A compassionate lifestyle has favorable effects on our health and wellbeing. Research shows compassion provides a buffer against stress and increases our sense of connection with others. Lower stress and greater social connection are correlated with increased longevity. Higher levels of compassion go hand in hand with more positive emotions and greater levels of reported happiness, which are negatively correlated with mental illness and inflammation in the body.

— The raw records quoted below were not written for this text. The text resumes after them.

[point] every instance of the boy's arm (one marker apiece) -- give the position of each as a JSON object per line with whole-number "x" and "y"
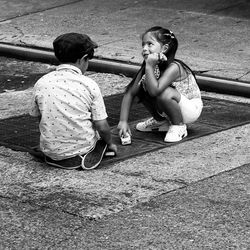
{"x": 103, "y": 129}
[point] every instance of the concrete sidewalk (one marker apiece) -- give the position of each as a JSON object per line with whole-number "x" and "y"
{"x": 194, "y": 195}
{"x": 213, "y": 37}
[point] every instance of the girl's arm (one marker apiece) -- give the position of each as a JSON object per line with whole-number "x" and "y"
{"x": 156, "y": 87}
{"x": 127, "y": 101}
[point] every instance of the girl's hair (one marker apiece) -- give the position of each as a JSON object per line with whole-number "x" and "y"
{"x": 163, "y": 36}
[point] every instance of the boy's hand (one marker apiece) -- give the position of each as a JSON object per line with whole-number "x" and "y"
{"x": 113, "y": 148}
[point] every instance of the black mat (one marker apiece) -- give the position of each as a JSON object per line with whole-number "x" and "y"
{"x": 20, "y": 133}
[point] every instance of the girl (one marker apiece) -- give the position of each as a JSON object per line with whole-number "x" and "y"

To top it all off, these benefits are contagious. Seeing someone else act with compassion gives us an uplifted feeling and makes us more likely to act with compassion ourselves. Acting with compassion leaves a footprint – it makes an impression and changes the landscape for the better. Since we are all connected, one person’s compassionate thoughts and actions benefit us all.
If we aren’t mindful, the stresses of the world can desensitize us causing empathy fatigue. When we feel unsafe, our self-preservation instincts tend to dominate. Fortunately. we can train ourselves to be more compassionate and resilient, even in the face of difficulty. Research shows that the more compassionate we are, the more that suffering elicits in us care, nurturance, and positive social affiliation rather than sadness, aversion, or pain. So the more we practice compassion, the easier it gets.

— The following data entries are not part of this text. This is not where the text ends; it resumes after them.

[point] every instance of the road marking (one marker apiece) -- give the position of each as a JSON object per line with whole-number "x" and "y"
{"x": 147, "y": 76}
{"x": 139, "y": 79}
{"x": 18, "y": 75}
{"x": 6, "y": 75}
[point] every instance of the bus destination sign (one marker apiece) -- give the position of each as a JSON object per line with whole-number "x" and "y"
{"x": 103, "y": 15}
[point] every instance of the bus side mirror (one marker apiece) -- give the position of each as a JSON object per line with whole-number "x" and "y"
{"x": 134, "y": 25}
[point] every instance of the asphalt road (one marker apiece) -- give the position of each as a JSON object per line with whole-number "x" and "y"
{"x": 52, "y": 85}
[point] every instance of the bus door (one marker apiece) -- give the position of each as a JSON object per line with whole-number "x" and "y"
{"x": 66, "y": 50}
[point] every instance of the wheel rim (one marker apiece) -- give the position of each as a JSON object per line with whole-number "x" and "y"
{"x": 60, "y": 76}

It turns out, mindfulness is an important skill for cultivating compassion. This is because we are able to be more openly aware of suffering when we are mindful. We become more aware of our habits and patterns and are better able to let go of constriction, guardedness and defensiveness when it makes sense to. An added benefit of mindfulness practice is that, on its own, it has been shown to increase compassion.

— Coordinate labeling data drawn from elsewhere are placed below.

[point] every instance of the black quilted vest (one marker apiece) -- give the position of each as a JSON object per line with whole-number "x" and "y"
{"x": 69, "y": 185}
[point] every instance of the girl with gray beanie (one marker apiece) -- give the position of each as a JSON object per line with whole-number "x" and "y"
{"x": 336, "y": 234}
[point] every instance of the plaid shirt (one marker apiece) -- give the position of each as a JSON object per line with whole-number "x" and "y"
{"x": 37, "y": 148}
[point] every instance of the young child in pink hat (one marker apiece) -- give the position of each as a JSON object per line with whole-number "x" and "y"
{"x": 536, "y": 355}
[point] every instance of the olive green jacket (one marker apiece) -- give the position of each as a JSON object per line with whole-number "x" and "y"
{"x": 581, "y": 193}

A wonderful practice for increasing compassion is loving-kindness meditation (LKM). Research indicates that even small doses of this practice can have positive effects on wellbeing. Consider trying this 13-minute guided LKM with MAM Founder and Mindful Self-Compassion teacher, Aimee Eckhardt, every day for a week. We’d love to hear what you discover!
References:
Seppala, E., Rossomando, T., & Doty, J. (2013). Social connection and compassion: Important predictors of health and well-being. Social Research, 80(2), 411-430.
Jazaieri, H., McGonigal, K., Jinpa, T., Doty, J. R., Gross, J. J., & Golden, P. R. (2013). A randomized controlled trial of compassion cultivation training: Effects on mindfulness, affect, and emotion regulation. Motivation and Emotion, 38, 23-35
Shapiro, S. (2013). Does Mindfulness Make You More Compassionate? Greater Good Magazine, February 27.